December 27, 2013
Learning to Think
Dr. Charlie Ahrens builds foundation for the future
He learned the basics of anatomy and biology in high school. Complex bodily biochemical processes and pathways in medical school. But as an undergraduate at St. Scholastica, Dr. Charlie Ahrens learned perhaps the most important skill of all – thinking.
“My Scholastica education not only gave me the basic science knowledge I needed to succeed in medical school, but it also taught me how to think critically and process information in a logical, organized fashion,” Ahrens said.
These skills have transferred into his practice as an ophthalmologist at Relf Eye Care Specialists in Duluth.
“Whether it’s in the office or the operating room, I use these skills every day.”
So how exactly did CSS help form them? The answer lies in the level of attention Charlie received here.
Ready for anything
“One of the main benefits of the science program here was the small class sizes,” he said. “Professors like Dr. Cizadlo, Dr. Walton and Dr. McGahey always had an open door and took the time to help me individually.

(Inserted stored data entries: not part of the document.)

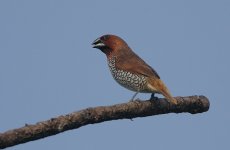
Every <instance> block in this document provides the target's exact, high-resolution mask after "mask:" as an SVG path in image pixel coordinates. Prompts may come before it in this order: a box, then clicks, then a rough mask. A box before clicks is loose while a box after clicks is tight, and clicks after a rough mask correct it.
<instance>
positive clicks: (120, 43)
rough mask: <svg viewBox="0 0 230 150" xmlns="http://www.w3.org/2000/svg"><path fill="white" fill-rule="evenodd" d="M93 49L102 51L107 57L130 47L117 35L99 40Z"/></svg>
mask: <svg viewBox="0 0 230 150" xmlns="http://www.w3.org/2000/svg"><path fill="white" fill-rule="evenodd" d="M92 45H93V48H98V49H100V50H101V51H102V52H103V53H105V54H106V56H107V57H110V56H111V54H115V53H118V52H119V51H121V50H122V49H123V48H125V47H128V45H127V44H126V42H125V41H124V40H123V39H121V38H120V37H118V36H116V35H110V34H107V35H103V36H101V37H99V38H97V39H96V40H95V41H94V42H93V43H92Z"/></svg>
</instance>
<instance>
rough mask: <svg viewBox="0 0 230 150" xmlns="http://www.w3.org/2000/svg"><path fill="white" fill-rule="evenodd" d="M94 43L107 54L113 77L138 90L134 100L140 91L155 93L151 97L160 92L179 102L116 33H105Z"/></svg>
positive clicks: (93, 45)
mask: <svg viewBox="0 0 230 150" xmlns="http://www.w3.org/2000/svg"><path fill="white" fill-rule="evenodd" d="M92 45H93V48H98V49H100V50H101V51H102V52H103V53H105V54H106V56H107V61H108V65H109V68H110V71H111V73H112V76H113V78H114V79H115V80H116V81H117V82H118V83H119V84H120V85H121V86H123V87H125V88H127V89H129V90H131V91H135V92H136V93H135V95H134V96H133V98H132V100H133V99H134V97H135V96H136V95H137V94H138V93H139V92H140V93H153V94H152V96H151V97H154V93H159V94H162V95H164V97H165V98H166V99H167V100H168V102H171V103H173V104H177V101H176V100H175V99H174V98H173V97H172V96H171V94H170V92H169V90H168V88H167V87H166V86H165V84H164V83H163V81H162V80H161V79H160V76H159V75H158V74H157V72H156V71H155V70H154V69H153V68H152V67H150V66H149V65H148V64H147V63H146V62H145V61H144V60H142V59H141V58H140V57H139V56H138V55H137V54H135V53H134V52H133V51H132V50H131V48H130V47H129V46H128V44H127V43H126V42H125V41H124V40H123V39H121V38H120V37H118V36H115V35H103V36H101V37H100V38H97V39H96V40H95V41H94V42H93V43H92Z"/></svg>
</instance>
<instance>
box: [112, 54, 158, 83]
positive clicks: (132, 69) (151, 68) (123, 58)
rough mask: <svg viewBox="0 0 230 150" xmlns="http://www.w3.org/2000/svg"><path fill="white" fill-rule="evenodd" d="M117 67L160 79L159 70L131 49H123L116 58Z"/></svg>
mask: <svg viewBox="0 0 230 150" xmlns="http://www.w3.org/2000/svg"><path fill="white" fill-rule="evenodd" d="M121 51H122V50H121ZM116 67H117V68H118V69H122V70H126V71H129V72H132V73H136V74H141V75H144V76H147V77H155V78H158V79H160V76H159V75H158V74H157V72H156V71H155V70H154V69H153V68H152V67H150V66H149V65H148V64H147V63H146V62H145V61H144V60H142V59H141V58H140V57H139V56H138V55H137V54H135V53H134V52H133V51H132V50H130V49H128V50H125V51H124V50H123V51H122V53H120V55H119V56H118V57H117V58H116Z"/></svg>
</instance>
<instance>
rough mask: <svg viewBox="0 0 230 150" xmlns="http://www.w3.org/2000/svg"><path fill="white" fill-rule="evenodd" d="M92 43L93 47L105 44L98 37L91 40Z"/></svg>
mask: <svg viewBox="0 0 230 150" xmlns="http://www.w3.org/2000/svg"><path fill="white" fill-rule="evenodd" d="M92 45H93V48H102V47H105V44H104V43H103V42H102V41H101V39H100V38H98V39H96V40H95V41H93V43H92Z"/></svg>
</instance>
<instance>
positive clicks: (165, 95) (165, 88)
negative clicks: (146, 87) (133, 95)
mask: <svg viewBox="0 0 230 150" xmlns="http://www.w3.org/2000/svg"><path fill="white" fill-rule="evenodd" d="M150 83H151V85H152V86H153V87H155V89H156V91H157V93H160V94H162V95H163V96H164V97H165V98H166V99H167V100H168V102H171V103H173V104H175V105H176V104H177V100H176V99H175V98H173V97H172V95H171V94H170V92H169V90H168V88H167V87H166V86H165V84H164V83H163V81H162V80H161V79H151V80H150Z"/></svg>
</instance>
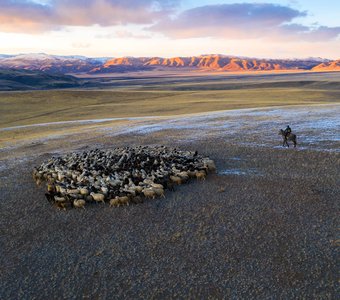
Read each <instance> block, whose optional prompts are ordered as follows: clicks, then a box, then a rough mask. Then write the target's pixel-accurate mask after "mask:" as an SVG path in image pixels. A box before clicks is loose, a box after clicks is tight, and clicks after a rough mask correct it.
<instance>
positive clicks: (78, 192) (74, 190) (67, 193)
mask: <svg viewBox="0 0 340 300" xmlns="http://www.w3.org/2000/svg"><path fill="white" fill-rule="evenodd" d="M66 192H67V194H68V195H70V194H74V195H76V194H79V193H80V191H79V190H78V189H67V190H66Z"/></svg>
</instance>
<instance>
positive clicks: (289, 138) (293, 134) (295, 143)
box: [279, 129, 297, 148]
mask: <svg viewBox="0 0 340 300" xmlns="http://www.w3.org/2000/svg"><path fill="white" fill-rule="evenodd" d="M279 135H281V136H282V138H283V143H282V147H284V146H287V147H288V148H289V143H288V141H291V142H293V144H294V148H295V147H296V145H297V142H296V134H294V133H292V132H291V133H288V135H286V134H285V131H284V130H283V129H280V131H279Z"/></svg>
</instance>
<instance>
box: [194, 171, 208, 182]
mask: <svg viewBox="0 0 340 300" xmlns="http://www.w3.org/2000/svg"><path fill="white" fill-rule="evenodd" d="M205 176H206V173H205V171H204V170H201V171H197V172H196V178H197V180H205Z"/></svg>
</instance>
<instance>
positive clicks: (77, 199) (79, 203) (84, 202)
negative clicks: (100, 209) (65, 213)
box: [73, 199, 86, 209]
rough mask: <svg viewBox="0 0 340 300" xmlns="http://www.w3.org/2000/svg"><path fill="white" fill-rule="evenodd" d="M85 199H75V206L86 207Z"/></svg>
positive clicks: (74, 202) (80, 207) (77, 207)
mask: <svg viewBox="0 0 340 300" xmlns="http://www.w3.org/2000/svg"><path fill="white" fill-rule="evenodd" d="M85 203H86V202H85V200H83V199H75V200H74V201H73V206H74V207H77V208H83V209H85Z"/></svg>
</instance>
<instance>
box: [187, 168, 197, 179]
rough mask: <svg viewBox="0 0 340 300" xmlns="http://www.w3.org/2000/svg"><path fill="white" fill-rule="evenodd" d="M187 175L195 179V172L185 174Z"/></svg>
mask: <svg viewBox="0 0 340 300" xmlns="http://www.w3.org/2000/svg"><path fill="white" fill-rule="evenodd" d="M187 173H188V176H189V177H190V178H195V177H196V171H190V170H189V171H188V172H187Z"/></svg>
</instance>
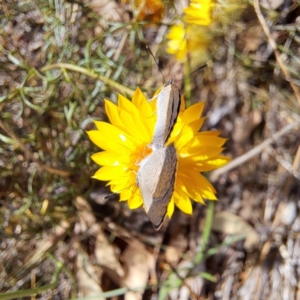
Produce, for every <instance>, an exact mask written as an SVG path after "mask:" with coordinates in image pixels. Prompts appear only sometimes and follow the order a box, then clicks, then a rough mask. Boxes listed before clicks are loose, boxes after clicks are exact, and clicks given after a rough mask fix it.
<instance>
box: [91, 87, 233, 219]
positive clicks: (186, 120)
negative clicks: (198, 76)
mask: <svg viewBox="0 0 300 300" xmlns="http://www.w3.org/2000/svg"><path fill="white" fill-rule="evenodd" d="M155 102H156V100H153V101H152V102H148V101H147V99H146V97H145V96H144V95H143V93H142V92H141V91H140V89H137V90H136V91H135V93H134V95H133V97H132V101H130V100H128V99H126V98H125V97H123V96H121V95H119V97H118V105H115V104H113V103H112V102H111V101H108V100H105V109H106V112H107V115H108V118H109V120H110V122H111V124H109V123H106V122H103V121H95V125H96V127H97V129H96V130H90V131H88V132H87V133H88V136H89V138H90V139H91V141H92V142H93V143H94V144H96V145H97V146H98V147H99V148H101V149H103V150H104V151H102V152H98V153H95V154H93V155H92V159H93V160H94V161H95V162H96V163H97V164H98V165H100V166H102V167H101V168H100V169H99V170H98V171H97V172H96V173H95V174H94V176H93V178H95V179H98V180H103V181H108V184H107V185H109V186H110V188H111V191H112V192H114V193H120V201H127V203H128V206H129V208H130V209H135V208H138V207H140V206H141V205H143V199H142V197H141V192H140V189H139V186H138V185H137V173H138V170H139V164H140V162H141V161H142V160H143V159H144V158H145V157H147V156H148V155H149V154H150V153H151V152H152V150H151V149H150V148H149V147H148V145H149V144H150V142H151V141H152V138H153V133H154V126H155V122H156V113H155V112H156V106H155ZM203 107H204V103H203V102H200V103H198V104H195V105H193V106H191V107H190V108H188V109H185V103H184V100H183V99H182V100H181V111H180V113H179V116H178V120H177V123H176V124H175V126H174V129H173V131H172V134H171V136H170V138H169V140H168V142H167V144H170V143H174V146H175V148H176V152H177V156H178V166H177V173H176V178H175V187H174V193H173V196H172V198H171V200H170V203H169V206H168V210H167V215H168V216H169V217H171V216H172V214H173V211H174V206H175V205H176V206H177V207H178V208H179V209H180V210H182V211H183V212H185V213H187V214H191V213H192V204H191V200H190V199H193V200H194V201H196V202H200V203H204V201H203V198H205V199H209V200H217V198H216V196H215V193H216V191H215V189H214V187H213V186H212V185H211V184H210V183H209V181H208V180H207V179H206V178H205V177H204V176H203V175H202V174H201V173H200V172H208V171H211V170H214V169H217V168H219V167H221V166H223V165H225V164H226V163H227V162H228V161H229V160H230V159H229V158H228V157H226V156H223V155H221V152H222V150H223V148H222V146H223V145H224V143H225V141H226V140H225V139H224V138H220V137H219V132H217V131H211V132H199V129H200V128H201V126H202V124H203V122H204V118H200V117H201V114H202V111H203Z"/></svg>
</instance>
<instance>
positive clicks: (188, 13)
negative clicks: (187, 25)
mask: <svg viewBox="0 0 300 300" xmlns="http://www.w3.org/2000/svg"><path fill="white" fill-rule="evenodd" d="M214 6H215V4H214V3H213V1H212V0H193V1H191V3H190V5H189V6H188V7H187V8H185V9H184V10H183V11H184V13H185V18H184V19H185V21H186V22H187V23H190V24H195V25H203V26H208V25H210V24H211V22H212V20H211V14H212V9H213V8H214Z"/></svg>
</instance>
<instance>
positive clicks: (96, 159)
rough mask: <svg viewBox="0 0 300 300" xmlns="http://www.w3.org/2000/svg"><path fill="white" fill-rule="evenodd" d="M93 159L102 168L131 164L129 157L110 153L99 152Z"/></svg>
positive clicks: (119, 153) (94, 161)
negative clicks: (102, 166) (130, 163)
mask: <svg viewBox="0 0 300 300" xmlns="http://www.w3.org/2000/svg"><path fill="white" fill-rule="evenodd" d="M91 158H92V160H93V161H94V162H95V163H96V164H98V165H100V166H124V165H128V164H129V157H128V156H126V155H120V153H113V152H108V151H103V152H97V153H95V154H93V155H92V156H91Z"/></svg>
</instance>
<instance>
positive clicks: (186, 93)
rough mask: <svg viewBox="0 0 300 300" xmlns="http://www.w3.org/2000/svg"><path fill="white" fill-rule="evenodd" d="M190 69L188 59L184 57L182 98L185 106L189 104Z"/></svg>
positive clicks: (190, 101) (190, 83) (189, 87)
mask: <svg viewBox="0 0 300 300" xmlns="http://www.w3.org/2000/svg"><path fill="white" fill-rule="evenodd" d="M190 73H191V69H190V63H189V60H188V59H186V61H185V63H184V74H185V78H184V99H185V103H186V107H189V106H191V104H192V103H191V97H192V96H191V77H190Z"/></svg>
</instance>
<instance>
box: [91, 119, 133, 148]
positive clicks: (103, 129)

They created a very open learning environment and made it easy for me to take an active role in my education.”
This helped catapult Ahrens to the University of South Dakota Medical School after graduating with degrees in biology and biochemistry in 2002. And when he got there, he was fully prepared.
“Once I was in medical school and residency, I realized how well Scholastica had prepared me for the next step,” Ahrens said. “The professors here are equal or superior to those of any large university, which allowed me to hit the ground running in medical school, residency and eventually in my practice.”
But it wasn’t just about academics. Whether it was in the classroom or on the tennis court, his experience at CSS taught him values that he still lives by today.
“I learned how to reach goals and work hard for what I want to achieve without undermining my integrity, which really helped me in school, work, and life in general.”